Quand l’IA monétise la misère

Sur Instagram, sur TikTok, les images d’animaux sauvés des flammes, de pompiers héroïques ou de drapeaux palestiniens flottant au-dessus de villes en ruine suscitent l’émotion. Mais souvent, ces scènes ne sont pas réelles. Elles sont générées par intelligence artificielle, pensées pour frapper l’imaginaire… et surtout pour générer des clics.

Le compte FutureRiderUS en est un exemple frappant. Au départ, il diffusait des vidéos de motos dans des décors futuristes. Mais au moment des feux en Californie, il a changé de cap. Une vidéo d’un panneau Hollywood en flammes lui a valu un million de vues. Une autre, montrant un pompier portant deux oursons, a explosé à 45 millions. Des scènes inventées, générées par IA, qui ont rapporté gros.

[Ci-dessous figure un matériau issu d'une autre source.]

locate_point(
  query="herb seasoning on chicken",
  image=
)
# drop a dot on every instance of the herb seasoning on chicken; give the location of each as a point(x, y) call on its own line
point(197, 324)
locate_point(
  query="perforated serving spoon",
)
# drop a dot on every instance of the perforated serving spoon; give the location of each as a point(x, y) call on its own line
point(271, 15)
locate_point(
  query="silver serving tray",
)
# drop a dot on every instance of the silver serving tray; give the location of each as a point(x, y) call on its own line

Difficile de savoir précisément combien l’auteur a empoché, mais avec un taux moyen estimé de 100 à 120 $ par million de vues, on parle de plusieurs milliers de dollars engrangés en quelques jours. Et le compte n’a pas ralenti : une série de vidéos toujours plus émouvantes, toujours plus irréelles, ont suivi. Même une séquence d’un cygne agonisant sur l’autoroute a été publiée. Tout y passe, du moment que ça attire l’œil.

L’auteur se défend : il veut « sensibiliser » aux catastrophes. Pourtant, aucun lien vers des organismes de soutien, aucune mention d’initiatives locales. Ce qu’on y trouve plutôt, c’est un lien vers une formation à 19,99 $ pour apprendre à « faire du contenu viral avec l’IA ». Une méthode de création rapide — moins de 30 minutes par vidéo — reposant sur des outils comme Sora.ai.

Et ça fonctionne. Des centaines de millions de vues, un modèle d’affaires axé sur le profit pur. Même les mentions « contenu IA » sont discrètes, reléguées à un minuscule coin de l’interface Instagram, visible uniquement si on cherche.

FutureRiderUS affirme respecter les règles. Techniquement, il a raison. Instagram, comme d’autres plateformes, permet ce type de publication sans étiquette claire. Tant que ça génère de l’engagement, Meta y trouve son compte.

L’histoire de FutureRiderUS illustre une tendance préoccupante : l’économie du contenu alimentée par l’IA récompense le choc visuel au détriment de la vérité. Aujourd’hui ce sont les incendies, demain ce sera un conflit ou une autre tragédie. Tant que le modèle d’affaires repose sur les émotions et non sur l’éthique, la désinformation visuelle continuera de prospérer.